Lavinia: You spent all of your money on a shack in New Orleans, and now you just expect me to drop everything and come with you?
Ship: Well, yeah. It’s the 19th century. You’re my wife. I make the decisions.
Lavinia: OK, have you been listening to anything that I’ve been saying to you this whole time?
Ship: Babe, NOLA is so chill. You’re gonna love it.
Lavinia: There is a civil war stating. I am not moving to Louisiana. I’d never see my family again. Not to mention, I’d be on the wrong side of history.
Ship: Hey, the South’s not all bad.

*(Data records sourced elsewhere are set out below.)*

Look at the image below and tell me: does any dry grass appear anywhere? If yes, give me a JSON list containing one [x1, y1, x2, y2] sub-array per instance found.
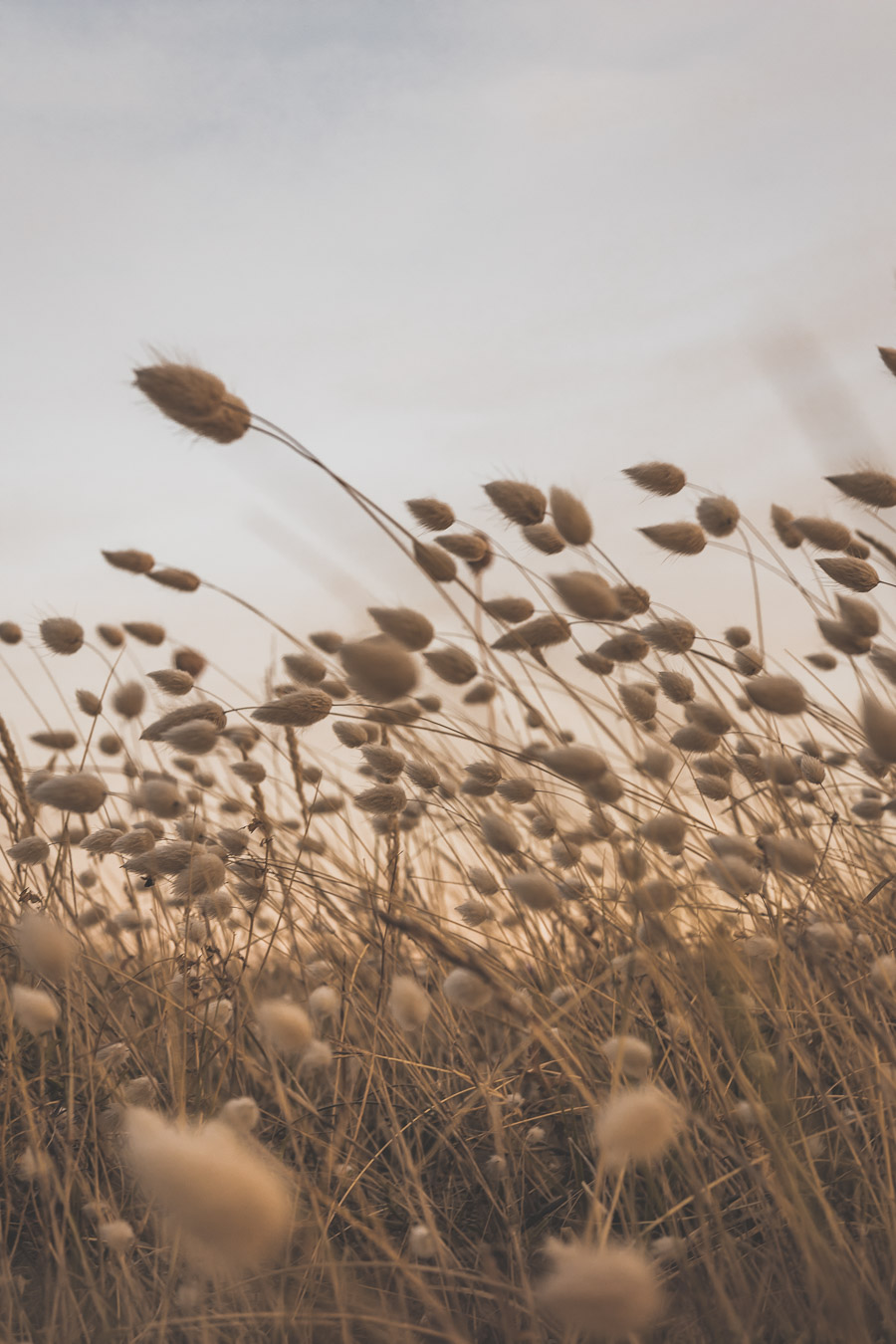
[[0, 365, 896, 1344]]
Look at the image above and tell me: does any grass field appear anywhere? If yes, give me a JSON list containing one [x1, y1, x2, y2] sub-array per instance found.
[[0, 349, 896, 1344]]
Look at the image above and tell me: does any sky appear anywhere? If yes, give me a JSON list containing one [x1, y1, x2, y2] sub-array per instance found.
[[0, 0, 896, 718]]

The planation system, it’s more like an aristocracy…
Lavinia: Slavery is bad, Ship.
Ship: I thought you were all about keeping an open mind.
Lavinia: Not in this case.
Ship: Come on. It’ll be charming. You’ll be a Southern belle.
Lavinia: I am a shrewd Yankee witch. Respect that.
Ship: I don’t get it. You want me to leave you here and move down to NOLA and marry some cotton king’s daughter?
Lavinia: No, you can marry me. We just have to stay in Amherst and keep things loose and nonexclusive.
Ship: Forget it, forget it man. I’m already way in over my head on this shack.

Austin: Dad was right. I’m a failure. I’m a total utter failure. I’m a joke.
Emily: No, that is not true.
Austin: Yes, it is, Emily. Yes. You don’t understand. Nothing I do works. Everything I touch breaks. I’ve been trying so hard to find meaning, to find something that will make Sue love me. But nothing I do will ever matter. I’m a joke, Emily. A fraud, with a hole inside that nothing can ever fill.

Dickinson Quotes

Ship: I’m glad you asked. I came here for you.
Lavinia: I’m surprised you even remember me.
Ship: Of course I remember you. You’re the most pure, simple, quiet, traditional girl I ever knew, and that is why I want to make you my wife.
Lavinia: Ship, Ship, we hooked up once. Then you hooked up with someone else the same night.
Ship: That wasn’t very chivalrous of me. You’ll see I’ve changed, Lavinia. I’m not that college dropout that got drunk and tobogganed into a lake. I’m a serious adult man with entrepreneurial instincts and a profound respect for women who embody traditional values such as submissiveness, chastity, and willingness to do household chores.
Lavinia: I’m not even like that.
Ship: You’re Lavinia Dickinson. You have tea parties for your cats.
Lavinia: Well, yes, but I’ve changed too.
Ship: Oh, and how have you changed?
Lavinia: I’ll show you.
Ship: Whoa, whoa, whoa, don’t you think we should wait until marriage?
Lavinia: Henry ‘Ship’ Shipley, I don’t think you have any idea who you’re dealing with.

Edward: You really are a poet. You write all the time these days. Well, what do you with all these poems? You never show them to me.
Emily: I couldn’t show them to you.
Edward: Why not?
Emily: You wouldn’t understand them.
Edward: Oh, well, you’re probably right. I just hope you find someone who can understand them.
Emily: Well, don’t worry. I have someone. I do.